Geoffrey Zakarian (photo credit: STUDIO SCRIVO) and the ceiling of the Palm Court
Geoffrey Zakarian (photo credit: STUDIO SCRIVO) and the ceiling of the Palm Court

LLNYC cover star and celebrity chef Geoffrey Zakarian has been abruptly chopped from the Plaza Hotel, where he oversaw the food and beverage programs at the famed Palm Court and Oak Room. He is now seeking $1.6 million in damages from the hotel.

It has been about two years since Zakarian completed his well-reviewed renovation of the landmarked Palm Court, where a vintage sidecar cocktail costs $3,000. And he had since moved on to renovating the famed Oak Room, which has been closed to the public for years.

“It was excruciatingly difficult to restore. It was a landmark landmine,” Zakarian told LLNYC of the intense oversight by city’s preservation commission. “When you have a landmark building, no one wants to touch it, but when you touch it you get known for it.”

Now, according to the lawsuit, the Plaza has abandoned, or at least shelved, its plans to renovate the Oak Room, and fired Zakarian as a result.
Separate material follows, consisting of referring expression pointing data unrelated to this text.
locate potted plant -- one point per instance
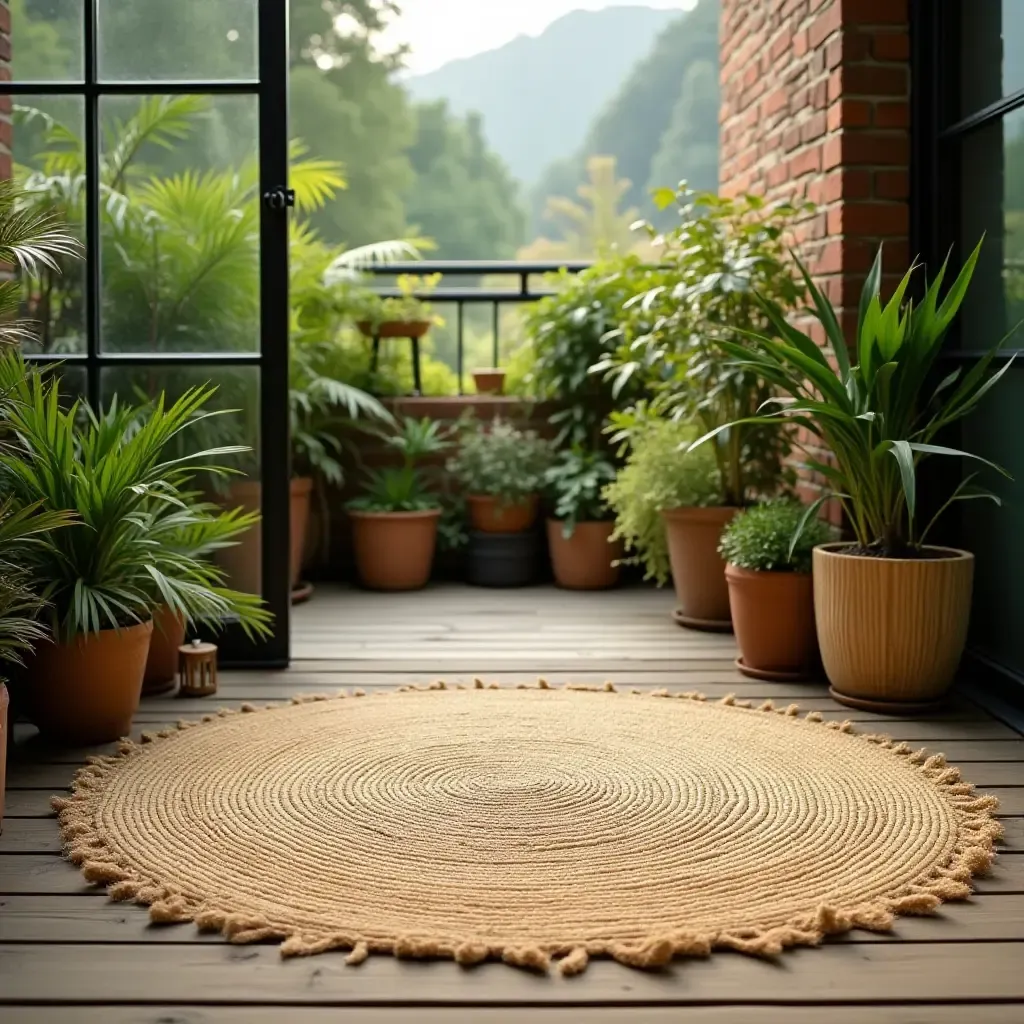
(103, 576)
(18, 605)
(395, 520)
(205, 530)
(891, 611)
(767, 549)
(659, 474)
(501, 469)
(401, 315)
(724, 254)
(583, 554)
Zakarian was sent a termination letter sent on May 19 and has since been barred from the premises.

However, the Plaza denies that they have given up their plans for the Oak Room.
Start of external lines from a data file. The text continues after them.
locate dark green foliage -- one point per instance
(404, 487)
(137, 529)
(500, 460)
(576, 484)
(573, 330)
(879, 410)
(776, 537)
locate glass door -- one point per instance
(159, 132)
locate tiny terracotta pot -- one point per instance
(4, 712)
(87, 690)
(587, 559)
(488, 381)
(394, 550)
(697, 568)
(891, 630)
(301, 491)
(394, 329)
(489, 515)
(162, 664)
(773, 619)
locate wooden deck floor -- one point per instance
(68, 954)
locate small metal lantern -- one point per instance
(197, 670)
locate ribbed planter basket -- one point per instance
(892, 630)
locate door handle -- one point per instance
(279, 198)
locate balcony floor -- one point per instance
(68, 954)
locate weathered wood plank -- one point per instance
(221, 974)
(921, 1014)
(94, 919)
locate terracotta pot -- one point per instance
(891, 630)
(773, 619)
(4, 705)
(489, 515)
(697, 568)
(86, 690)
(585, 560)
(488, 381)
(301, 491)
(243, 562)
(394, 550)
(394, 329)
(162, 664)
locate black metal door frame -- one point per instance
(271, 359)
“The Oak Room hosts private events on a regular basis.  It is, in fact, one of the most popular venues at The Plaza.  It is the intention of the owners of The Plaza to have it reopened to the public,” Suzanne Wenz a spokeswoman from the Plaza told LLNYC.

Furthermore, Zakarian claims that he has a five-year contract with the Plaza, extending through July 2018, for continued consultation and fine-tuning of the programs at both the Palm Court and the Oak Room. He also claims that he was not paid the contractually agreed upon $150,000 termination fee.

More over, he says that the Plaza engaged in a “whispering campaign” suggesting that “Zakarian is out,” damaging his reputation and thereby breaching their contract which prevents either party from making “disparaging” comments about the other.

For damages to Zakarian’s “excellent reputation” he is seeking at least $1 million. He is also seeking his $150,000 termination fee and at least $450,000 for breach of contract.

Zakarian did not return LLNYC’s requests for comment.